In 2022, Hill played in the first seven games of the season as a backup defensive tackle behind Odighizuwa. He was declared inactive for the eighth game against the Chicago Bears. On November 1, 2022, Hill was waived by the Cowboys, to make room for the return from injury of Tarell Basham. He appeared in seven games for Dallas, tallying six tackles and four quarterback pressures.

===Arizona Cardinals ===
On November 2, 2022, Hill was claimed off waivers by the Arizona Cardinals, to replace an injured Rashard Lawrence. He was placed on injured reserve on December 28. Hill appeared in six games as a backup defensive tackle, collecting six tackles and one sack.

===Cleveland Browns===
On March 20, 2023, Hill signed a one-year contract with the Cleveland Browns. He was released by Cleveland on August 29, and was subsequently re-signed to the team's practice squad. Hill was released from the practice squad on September 26.

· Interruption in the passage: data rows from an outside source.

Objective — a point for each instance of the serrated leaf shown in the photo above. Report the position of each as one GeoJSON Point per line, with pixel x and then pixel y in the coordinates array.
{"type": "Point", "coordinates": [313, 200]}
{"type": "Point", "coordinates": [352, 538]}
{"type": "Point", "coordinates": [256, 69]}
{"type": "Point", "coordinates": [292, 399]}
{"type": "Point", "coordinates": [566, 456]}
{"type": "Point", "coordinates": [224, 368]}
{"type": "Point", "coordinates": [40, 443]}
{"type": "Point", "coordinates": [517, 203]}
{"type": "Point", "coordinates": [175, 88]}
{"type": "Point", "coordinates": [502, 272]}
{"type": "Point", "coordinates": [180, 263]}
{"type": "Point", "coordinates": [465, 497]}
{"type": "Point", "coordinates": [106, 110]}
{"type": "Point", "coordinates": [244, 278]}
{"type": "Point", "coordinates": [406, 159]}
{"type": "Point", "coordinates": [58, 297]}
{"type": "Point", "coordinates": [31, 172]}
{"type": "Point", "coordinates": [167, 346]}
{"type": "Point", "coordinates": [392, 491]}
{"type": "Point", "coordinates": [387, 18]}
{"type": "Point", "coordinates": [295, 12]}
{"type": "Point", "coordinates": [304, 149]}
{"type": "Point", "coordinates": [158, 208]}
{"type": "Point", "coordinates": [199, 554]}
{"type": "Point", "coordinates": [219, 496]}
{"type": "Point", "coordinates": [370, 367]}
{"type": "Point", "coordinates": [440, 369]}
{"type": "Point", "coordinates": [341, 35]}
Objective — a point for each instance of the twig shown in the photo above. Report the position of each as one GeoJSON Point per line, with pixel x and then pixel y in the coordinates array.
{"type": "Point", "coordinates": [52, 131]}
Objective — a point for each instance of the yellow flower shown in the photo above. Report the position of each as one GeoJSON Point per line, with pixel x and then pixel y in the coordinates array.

===New England Patriots===
On October 4, 2023, the New England Patriots signed Hill to their practice squad. On October 21, he was elevated to the active roster. Hill appeared in one game and did not record any statistics. On October 23, he reverted to the team's practice squad. Hill signed a reserve/future contract on January 8, 2024.

On August 28, 2024, Hill was released by the Patriots and re-signed to the practice squad. He was elevated to the active roster and appeared in two games with no stats recorded. Hill was released on October 10.

===Indianapolis Colts===
On November 18, 2024, Hill signed with the Indianapolis Colts' practice squad. On December 10, he was placed on the practice squad injured list. On December 30, Hill was released from the practice squad injured list.

==Personal life==
On March 26, 2026, Hill was arrested in Waxahachie, Texas and charged with assault of a pregnant person as well as interfering with an emergency request for assistance.